WP Nel, the South African prop who joined Edinburgh during the summer, hopes that two of the hardy souls braving the elements will be his wife, Alana, and especially their six-week-old son, Henre.
“He came to our last home game – the victory over the Ospreys – so he is a lucky mascot,” said the 25-year-old. “It’s a bit cold so I will have to see what my wife says about coming along this Friday – but it would be nice to have them there.”
As little Henre was born in Scotland, he will automatically qualify to play for this country if he makes the grade. His father, meanwhile, must go through the mandatory three-year residency requirement.
At times like this, it seems legitimate to ask whether Nel has any regrets about uprooting his family and moving halfway round the world to play for a club which is struggling desperately to justify its status as worthy of competing against the top teams in Europe, in the hope that he will eventually qualify to play for a country which has just plummeted to their lowest-ever world ranking position.
“We’ve settled in really well here. Edinburgh is a beautiful city and the weather certainly isn’t a problem because we came from Bloemfontein, where it regularly hits -5 degrees Fahrenheit during the winter, so we are pretty used to it,” he insists. “We’re all disappointed with how our season has gone so far, but the last couple of weeks have been a lot better. We might have lost over in Paris, but we did some good stuff and it is just frustrating that we did some bad stuff too, and that cost us.
“This is a young team and we are on a learning curve, but we are much happier now than we were a month ago because we have two wins in the Rabo and a good result on Friday will give us some really good momentum for the big games against Glasgow coming up. Hopefully we’ll get a decent crowd on Friday because we are conscious that we let our supporters down in our first home Heineken Cup game against Saracens and we want to make it up to them.”
Under-18s can attend for free with a paying adult if purchased before midnight tomorrow and Nel’s team-mate, Greig Tonks, believes the intensity and tempo of their second-half showing in Paris is the key to unlocking Racing Metro’s defence and lifting the home supporters’ spirits.
“I thought we played some good rugby in the second half, moved the ball well and put a lot of pressure on Racing Metro with some exciting rugby,” said full-back Tonks of last week’s defeat. “Tactically we knew what we had to do and, at times, we did it well, but it didn’t pay off in terms of points.
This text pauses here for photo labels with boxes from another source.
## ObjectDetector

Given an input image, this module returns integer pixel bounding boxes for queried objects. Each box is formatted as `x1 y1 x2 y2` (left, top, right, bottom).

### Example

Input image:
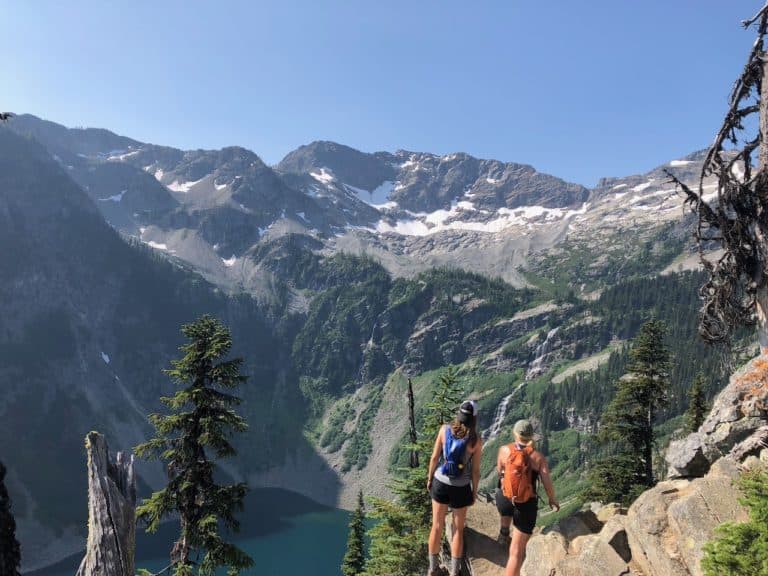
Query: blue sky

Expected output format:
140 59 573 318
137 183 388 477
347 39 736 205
0 0 762 185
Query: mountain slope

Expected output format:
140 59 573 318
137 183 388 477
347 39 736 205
0 128 332 568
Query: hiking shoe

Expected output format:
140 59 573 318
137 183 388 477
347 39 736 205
496 532 512 548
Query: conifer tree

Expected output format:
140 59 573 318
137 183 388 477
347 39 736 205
685 372 709 432
701 469 768 576
135 316 253 576
587 320 670 503
0 462 21 576
341 490 365 576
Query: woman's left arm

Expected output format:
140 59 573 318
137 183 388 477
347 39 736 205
472 438 483 504
534 453 560 512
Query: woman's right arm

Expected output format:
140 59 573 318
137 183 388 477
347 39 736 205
534 452 560 512
427 426 443 490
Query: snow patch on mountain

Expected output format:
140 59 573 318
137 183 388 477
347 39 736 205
344 180 397 209
373 201 589 236
99 190 128 202
632 178 655 192
107 150 141 162
168 176 206 194
309 168 336 184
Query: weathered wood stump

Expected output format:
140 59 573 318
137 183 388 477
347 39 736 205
77 432 136 576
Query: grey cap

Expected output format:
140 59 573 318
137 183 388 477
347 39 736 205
458 400 477 424
512 420 533 444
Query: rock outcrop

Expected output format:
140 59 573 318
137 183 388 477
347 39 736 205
77 432 136 576
465 456 768 576
467 344 768 576
666 355 768 478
We didn’t take our chances for a couple of scores late on, which was very frustrating. A lot of teams are vulnerable in the last 20 minutes. We felt that was the case with Racing in Paris and I think that’s something we’ll attack again, providing we can sustain a lot of their pressure early on as they’re extremely physical.
“We know how they play and that’s unlikely to change much in the space of a week. We’ll fine tune some small elements and look at a few opportunities in their defence where we think we can get a couple of scores.” One of the club’s first signings for the 2012/13 season, Tonks arrived from Northampton Saints as a highly-rated, but little-known full-back with Scottish qualifications (his mother is from Ayrshire). However, since his arrival, he has established himself as one of the club’s top and most consistent performers, becoming a popular figure with fans thanks to strong counter-attack running from deep and a thundering left boot.
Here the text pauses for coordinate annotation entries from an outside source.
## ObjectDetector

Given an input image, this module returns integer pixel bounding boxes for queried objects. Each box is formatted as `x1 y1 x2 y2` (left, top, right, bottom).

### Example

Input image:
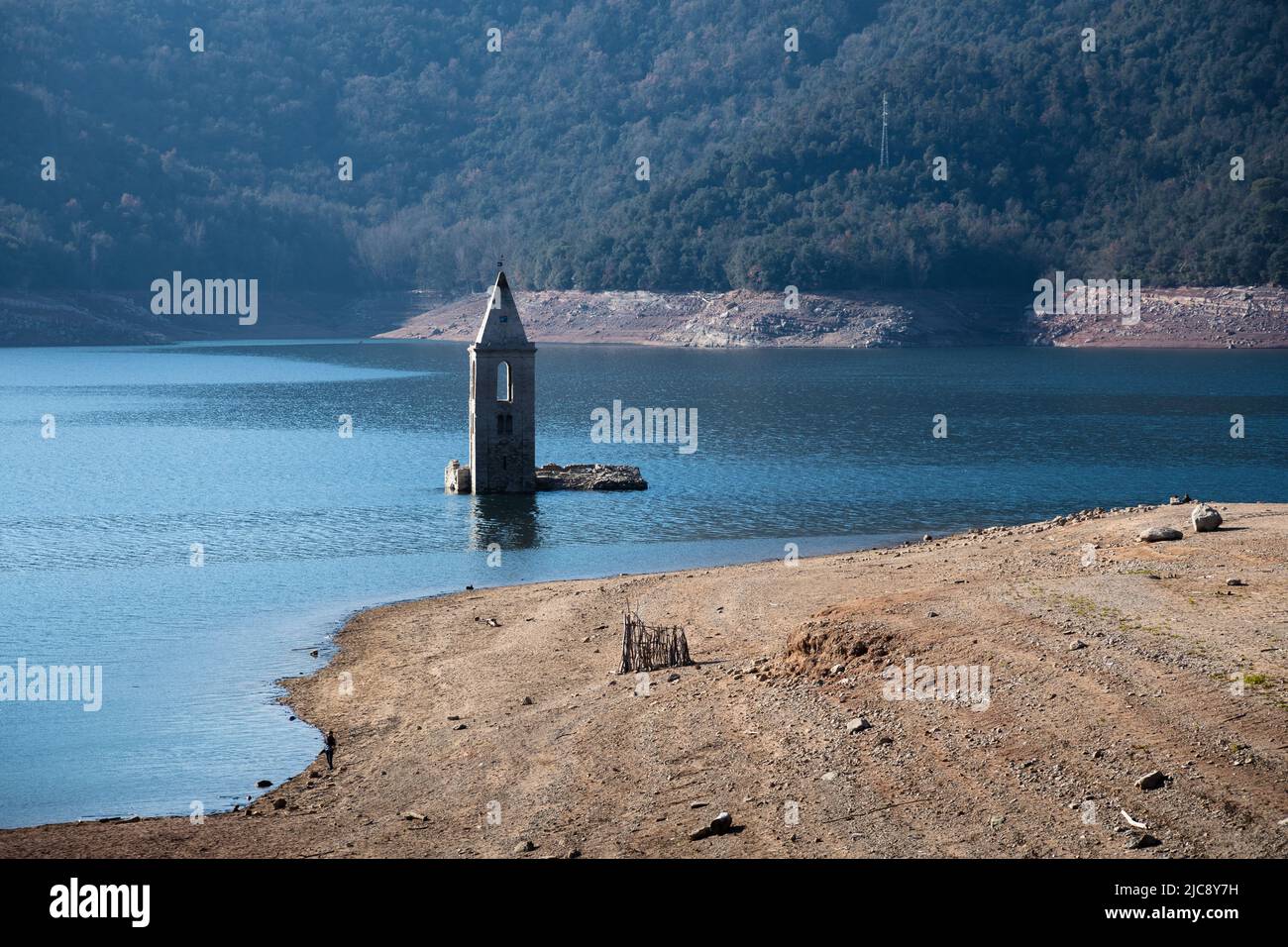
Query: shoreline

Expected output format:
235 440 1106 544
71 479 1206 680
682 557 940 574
0 286 1288 351
0 504 1288 857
The versatile 23-year old has been deployed at centre and stand-off but is most at home in his favoured role of full-back, where he has started all but one game this season, missing out on the Heineken Cup opener against Saracens with a hand injury. Tonks explained that the opportunity to compete consistently for the club has put him in the best position of his career to improve as a player and strike for international honours.
“I’m really happy with my decision to move to Edinburgh and to have played in almost every game. It’s exactly what I was looking for and was the reason I was so keen to join. It’s been a frustrating season so far, with our results a bit up and down, but I’m loving it here. There’s no substitute for game time so I’m just happy to be involved every week. As far as playing for Scotland is concerned, I think it’s a matter of continuing to play well for Edinburgh Rugby, get results for the club and progress from there.”